Lewis attempted to play football the following season, but the knee would not cooperate.

“Every time somebody blocked me, there was tremendous pain,” he said.

His college career was finished, his dreams of the NFL gone.

But Lewis remained in school at WSU and received a business administration degree in 1973. He worked in Texas for Halliburton for several years before moving to the Kansas City area.

“That very last year in college was really hard,” Lewis said. “I was so lonely, living in that dorm by myself. The friends I had left were married. It was just lonely.’’

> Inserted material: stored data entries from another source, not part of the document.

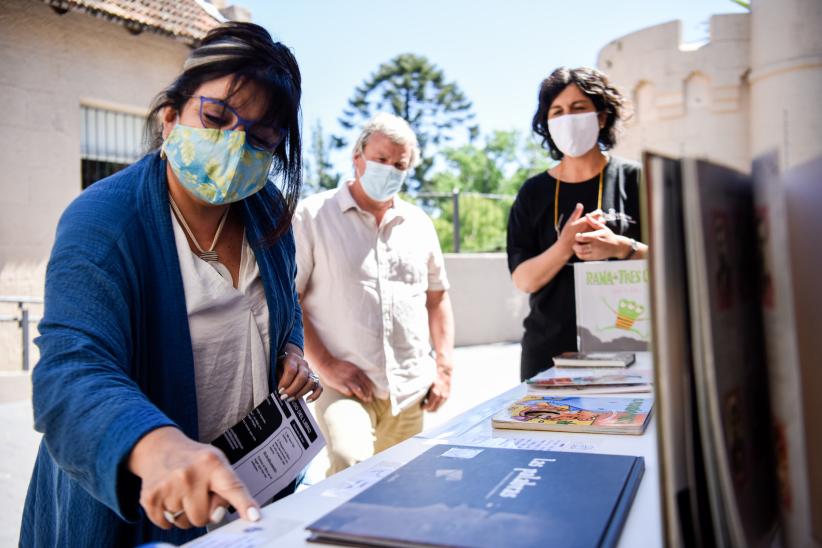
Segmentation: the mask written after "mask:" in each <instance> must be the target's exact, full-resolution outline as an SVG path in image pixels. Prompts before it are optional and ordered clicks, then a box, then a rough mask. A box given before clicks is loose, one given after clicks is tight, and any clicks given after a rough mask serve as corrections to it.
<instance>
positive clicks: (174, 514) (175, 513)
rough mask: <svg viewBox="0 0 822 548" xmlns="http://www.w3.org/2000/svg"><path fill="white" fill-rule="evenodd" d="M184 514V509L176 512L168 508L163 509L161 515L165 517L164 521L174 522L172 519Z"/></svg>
mask: <svg viewBox="0 0 822 548" xmlns="http://www.w3.org/2000/svg"><path fill="white" fill-rule="evenodd" d="M183 514H185V510H180V511H178V512H172V511H170V510H163V517H164V518H166V521H167V522H169V523H174V520H175V519H177V518H179V517H180V516H182V515H183Z"/></svg>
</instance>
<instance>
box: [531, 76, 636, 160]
mask: <svg viewBox="0 0 822 548" xmlns="http://www.w3.org/2000/svg"><path fill="white" fill-rule="evenodd" d="M569 84H576V86H577V87H578V88H579V89H580V90H581V91H582V93H584V94H585V95H586V96H588V97H589V98H590V99H591V101H593V103H594V108H596V110H597V112H603V113H605V125H604V126H603V127H602V129H600V130H599V137H597V141H598V142H599V144H600V146H601V147H602V148H604V149H605V150H608V149H610V148H612V147H613V146H614V145H616V141H617V135H618V134H619V130H620V122H621V121H622V120H624V119H625V117H626V116H627V115H628V110H627V109H628V105H627V101H626V99H625V97H624V96H623V95H622V93H621V92H620V91H619V90H618V89H617V88H616V87H614V86H613V85H611V83H610V82H609V81H608V77H607V76H605V74H604V73H602V72H600V71H598V70H596V69H593V68H588V67H579V68H575V69H569V68H568V67H559V68H558V69H556V70H554V72H552V73H551V75H550V76H549V77H548V78H546V79H545V80H543V81H542V84H540V86H539V104H538V105H537V112H536V114H534V119H533V120H532V121H531V129H533V130H534V133H536V134H537V135H539V136H540V137H542V146H543V147H545V148H547V149H548V150H549V151H550V153H551V157H552V158H554V159H555V160H561V159H562V157H563V154H562V151H560V150H559V149H558V148H557V146H556V145H555V144H554V141H553V139H551V133H550V132H549V131H548V109H549V108H551V103H553V102H554V99H556V98H557V95H559V94H560V93H562V90H564V89H565V88H566V87H568V85H569Z"/></svg>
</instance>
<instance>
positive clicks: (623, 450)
mask: <svg viewBox="0 0 822 548" xmlns="http://www.w3.org/2000/svg"><path fill="white" fill-rule="evenodd" d="M637 361H638V363H637V365H636V366H634V367H636V368H642V369H646V368H647V369H650V356H649V355H647V354H646V353H642V354H637ZM526 390H527V389H526V386H525V385H519V386H517V387H515V388H512V389H511V390H508V391H507V392H505V393H503V394H500V395H499V396H497V397H495V398H493V399H491V400H488V401H486V402H485V403H483V404H480V405H478V406H477V407H474V408H473V409H471V410H469V411H467V412H465V413H463V414H462V415H459V416H458V417H455V418H454V419H452V420H450V421H449V422H447V423H445V424H444V425H442V426H439V427H437V428H435V429H433V430H430V431H426V432H423V433H422V434H420V435H418V436H415V437H413V438H411V439H409V440H406V441H404V442H403V443H400V444H399V445H396V446H394V447H392V448H390V449H388V450H386V451H383V452H382V453H379V454H377V455H375V456H373V457H371V458H370V459H368V460H366V461H363V462H361V463H359V464H358V465H356V466H353V467H351V468H349V469H347V470H344V471H342V472H340V473H338V474H335V475H334V476H331V477H330V478H327V479H325V480H323V481H321V482H319V483H317V484H315V485H313V486H311V487H310V488H308V489H306V490H304V491H300V492H299V493H295V494H293V495H291V496H289V497H287V498H285V499H283V500H280V501H278V502H275V503H274V504H271V505H269V506H267V507H265V508H263V510H262V514H263V519H262V520H261V521H260V522H259V523H256V524H249V523H248V522H242V521H237V522H234V523H231V524H229V525H226V526H225V527H222V528H221V529H218V530H217V531H214V532H212V533H210V534H208V535H206V536H205V537H202V538H201V539H199V540H197V541H194V542H193V543H189V545H187V546H192V547H197V548H206V547H208V548H211V547H217V546H236V547H243V548H251V547H257V546H260V547H263V546H266V547H267V546H271V547H274V546H277V547H278V548H279V547H290V546H311V547H314V546H326V545H323V544H317V543H308V542H307V541H306V539H307V538H308V536H309V532H308V531H306V530H305V526H306V525H308V524H309V523H311V522H313V521H314V520H316V519H318V518H320V517H321V516H323V515H324V514H326V513H328V512H330V511H331V510H333V509H334V508H336V507H337V506H339V505H340V504H342V503H343V502H345V501H346V500H348V499H350V498H351V497H353V496H354V495H356V494H357V493H359V492H360V491H362V490H363V489H364V487H365V486H367V485H370V484H372V483H373V482H374V481H375V480H376V479H377V478H379V477H382V476H384V475H386V474H388V473H390V471H392V470H394V469H396V468H398V467H399V466H400V465H402V464H404V463H406V462H408V461H410V460H411V459H413V458H414V457H416V456H417V455H419V454H421V453H422V452H424V451H425V450H426V449H428V448H429V447H430V446H431V445H432V444H438V443H463V442H464V441H463V440H466V439H469V438H473V439H475V440H481V439H484V440H488V439H494V440H495V441H496V442H499V443H504V441H503V439H506V438H507V439H514V438H520V439H522V438H527V439H532V440H535V441H538V440H548V441H551V440H553V441H555V442H558V443H563V444H564V445H565V446H566V448H567V449H569V450H584V451H588V452H593V453H606V454H614V455H636V456H642V457H644V458H645V474H644V476H643V477H642V481H641V483H640V485H639V490H638V491H637V494H636V498H635V499H634V502H633V505H632V507H631V512H630V514H629V515H628V520H627V521H626V523H625V528H624V529H623V531H622V536H621V537H620V541H619V546H620V547H625V548H627V547H631V548H635V547H643V548H644V547H656V546H662V545H663V534H662V509H661V504H660V490H659V467H658V466H657V434H656V420H655V419H653V418H652V419H651V422H650V423H649V424H648V427H647V428H646V430H645V433H644V434H643V435H641V436H631V435H603V434H573V433H564V432H562V433H561V432H537V431H531V430H501V429H493V428H492V427H491V416H492V415H494V414H495V413H496V412H498V411H499V410H501V409H502V408H504V407H505V406H507V405H508V404H509V403H510V402H511V401H512V400H514V399H515V398H518V397H520V396H522V395H524V394H525V392H526ZM327 546H332V545H327Z"/></svg>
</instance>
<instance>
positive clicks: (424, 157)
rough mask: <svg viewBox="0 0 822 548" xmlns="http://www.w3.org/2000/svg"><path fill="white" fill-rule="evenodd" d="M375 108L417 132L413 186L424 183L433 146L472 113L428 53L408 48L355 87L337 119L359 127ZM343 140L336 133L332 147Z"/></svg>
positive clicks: (476, 127)
mask: <svg viewBox="0 0 822 548" xmlns="http://www.w3.org/2000/svg"><path fill="white" fill-rule="evenodd" d="M377 112H389V113H391V114H394V115H396V116H400V117H401V118H404V119H405V120H406V121H407V122H408V123H409V124H410V125H411V127H412V128H413V130H414V132H415V133H416V134H417V139H418V140H419V144H420V151H421V153H422V162H421V164H420V165H419V166H418V167H417V169H416V171H415V172H414V176H413V178H411V181H410V182H409V186H410V187H411V189H412V190H425V189H426V188H427V174H428V172H429V170H430V169H431V166H432V165H433V158H432V149H437V148H438V147H440V146H441V145H443V144H445V143H447V142H448V141H450V140H451V139H452V138H453V137H454V136H455V135H456V131H457V129H458V128H460V127H462V126H465V125H466V124H469V123H470V122H471V120H473V118H474V113H473V112H472V111H471V101H469V100H468V98H467V97H466V96H465V94H464V93H463V92H462V90H460V88H459V86H457V84H456V82H449V81H447V79H446V77H445V74H444V73H443V71H442V70H441V69H440V68H439V67H437V66H436V65H434V64H432V63H431V62H430V61H429V60H428V59H427V58H425V57H422V56H419V55H414V54H411V53H405V54H402V55H398V56H397V57H394V58H393V59H391V60H390V61H388V62H386V63H383V64H382V65H380V66H379V68H378V69H377V71H376V72H374V73H373V74H371V75H370V76H369V77H368V78H367V79H366V80H365V81H364V82H363V83H362V84H361V85H360V86H358V87H357V88H356V89H355V90H354V95H353V97H351V99H349V101H348V107H347V108H346V109H345V110H344V111H343V115H342V116H341V117H340V119H339V122H340V125H342V127H343V128H345V129H347V130H354V129H358V128H359V127H360V126H361V125H362V124H363V123H364V122H365V121H366V120H368V119H369V118H371V116H373V115H374V114H376V113H377ZM467 131H468V137H469V139H473V138H474V137H475V136H476V134H477V132H478V130H477V127H476V126H475V125H474V126H468V127H467ZM348 144H349V143H348V142H347V141H346V140H345V139H344V138H343V137H335V145H336V146H338V147H344V146H347V145H348Z"/></svg>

The survivors haven’t had a lot of interaction in the 35 years since the crash. Lewis has had none with any of the other seven, though there have been times when he wanted to.

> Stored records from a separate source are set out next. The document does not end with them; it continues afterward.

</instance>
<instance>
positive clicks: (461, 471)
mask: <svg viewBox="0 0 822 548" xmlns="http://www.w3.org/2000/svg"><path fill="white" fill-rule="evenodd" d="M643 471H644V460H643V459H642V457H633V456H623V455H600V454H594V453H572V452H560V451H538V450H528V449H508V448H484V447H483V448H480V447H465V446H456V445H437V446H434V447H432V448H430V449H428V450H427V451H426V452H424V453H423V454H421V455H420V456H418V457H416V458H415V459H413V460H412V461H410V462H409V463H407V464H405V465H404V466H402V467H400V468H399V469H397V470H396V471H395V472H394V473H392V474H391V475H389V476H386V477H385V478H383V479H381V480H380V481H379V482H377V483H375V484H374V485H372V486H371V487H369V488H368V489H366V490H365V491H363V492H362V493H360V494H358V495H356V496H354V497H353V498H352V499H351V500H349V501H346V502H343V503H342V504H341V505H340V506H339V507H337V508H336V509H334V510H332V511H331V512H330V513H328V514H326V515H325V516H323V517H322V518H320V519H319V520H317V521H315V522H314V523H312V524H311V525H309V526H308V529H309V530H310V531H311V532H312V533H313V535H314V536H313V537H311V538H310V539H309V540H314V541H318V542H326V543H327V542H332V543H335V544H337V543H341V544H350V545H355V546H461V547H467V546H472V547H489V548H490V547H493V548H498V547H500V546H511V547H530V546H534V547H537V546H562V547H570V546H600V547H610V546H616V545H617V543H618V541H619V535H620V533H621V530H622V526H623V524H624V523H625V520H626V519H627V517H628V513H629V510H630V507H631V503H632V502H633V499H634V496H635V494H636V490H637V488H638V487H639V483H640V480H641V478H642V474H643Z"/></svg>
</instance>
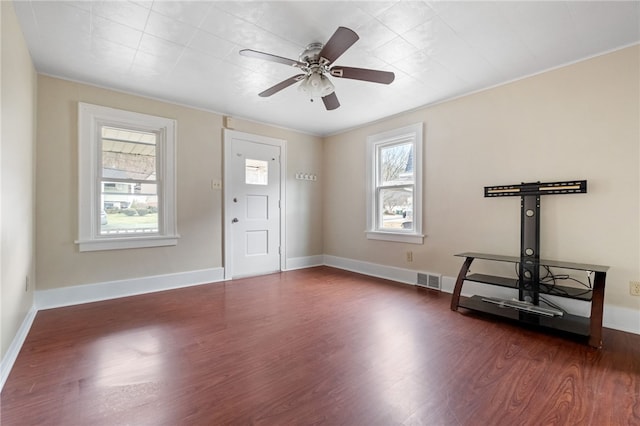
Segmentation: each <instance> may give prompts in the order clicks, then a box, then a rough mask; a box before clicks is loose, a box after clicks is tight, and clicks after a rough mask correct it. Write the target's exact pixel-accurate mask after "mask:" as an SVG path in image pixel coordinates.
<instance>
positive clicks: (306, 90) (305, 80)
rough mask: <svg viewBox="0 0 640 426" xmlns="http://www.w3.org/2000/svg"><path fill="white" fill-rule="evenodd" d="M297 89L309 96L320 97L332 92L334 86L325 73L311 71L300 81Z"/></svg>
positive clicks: (320, 97)
mask: <svg viewBox="0 0 640 426" xmlns="http://www.w3.org/2000/svg"><path fill="white" fill-rule="evenodd" d="M298 90H300V91H301V92H303V93H304V94H306V95H307V96H309V97H310V98H322V97H325V96H327V95H330V94H331V93H333V92H334V91H335V87H334V86H333V83H331V81H330V80H329V79H328V78H327V77H326V76H325V75H323V74H321V73H317V72H312V73H311V74H309V75H308V76H306V77H305V79H304V80H303V81H302V83H300V85H299V86H298Z"/></svg>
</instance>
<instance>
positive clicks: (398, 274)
mask: <svg viewBox="0 0 640 426" xmlns="http://www.w3.org/2000/svg"><path fill="white" fill-rule="evenodd" d="M324 264H325V265H327V266H332V267H334V268H339V269H344V270H347V271H351V272H358V273H360V274H364V275H369V276H372V277H377V278H384V279H387V280H391V281H396V282H400V283H405V284H413V285H415V284H416V282H417V281H418V272H419V271H413V270H411V269H404V268H396V267H394V266H385V265H379V264H377V263H370V262H363V261H361V260H354V259H347V258H344V257H336V256H329V255H325V256H324Z"/></svg>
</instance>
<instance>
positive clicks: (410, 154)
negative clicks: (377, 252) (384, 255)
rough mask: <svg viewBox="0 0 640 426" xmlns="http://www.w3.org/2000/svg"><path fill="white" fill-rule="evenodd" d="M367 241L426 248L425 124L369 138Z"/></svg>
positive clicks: (367, 139) (403, 127) (399, 129)
mask: <svg viewBox="0 0 640 426" xmlns="http://www.w3.org/2000/svg"><path fill="white" fill-rule="evenodd" d="M367 159H368V162H367V238H369V239H376V240H387V241H398V242H407V243H413V244H422V242H423V239H424V235H422V123H418V124H414V125H411V126H407V127H403V128H401V129H396V130H391V131H388V132H385V133H379V134H377V135H372V136H369V137H368V138H367Z"/></svg>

Times, in fact, when he yearned to.

But something kept him from making that phone call or writing that letter.

Guilt.

Frustration.

“I guess I’m the guy nobody knows much about,” Lewis said. “I just don’t really like to talk about myself that much.

“And I could never bring myself to confront this.’’

Three things led him to this inevitable confrontation.

His father, Warren, died last November. Lewis had never even talked to his dad about the plane crash.

“But he was always there for me,” he said. “He wanted me to talk to him about it but he never pressured me to talk about it. I decided I want to be a man like him.’’

Also last year, Lewis finally received a new knee to replace the damaged one. He had walked with a limp for so long, and suddenly he didn’t have one. It was a feeling that helped set him free.

“I had to tell the doctor who did the surgery how I got injured,” Lewis said. “I had to tell him where it happened.’’

Lewis had to talk about the plane crash. And he didn’t crack when doing so.

The more he talked, the more comfortable he became. He noticed his guilt beginning to ease. He learned that there’s no better tonic for frustration than talk.

And finally, a few days ago, Lewis read a blog entry about the plane crash. He responded three times, writing things he had never been able to write.

“I think he feels like it’s time to get back with the guys a little bit,” Kathy Lewis said. “It’s going to be an emotional weekend for Dave, but I think he’ll do just fine. I think he’s just ready to do that.’’

Lewis can go days, weeks even, without thinking about the crash. But he says there isn’t a day that passes without a thought of Christian, his boyhood buddy.

There has been another breakthrough for Lewis that involves his friend.

Lewis has never been to a high school reunion in Duncan.

“I always felt guilty because I knew Donnie wasn’t going to be there,” Lewis said. “And there would be all of these people asking all of these questions.’’

It was easier just to stay home.

But there is another reunion in Duncan next week. And Lewis says he is going.

If there are questions, he’ll answer them. He looks forward to seeing people he hasn’t seen in so many years and talking about the best friend he has ever had.

Guilt and frustration have ruled Lewis’ life for 35 years. Now he’s fighting back.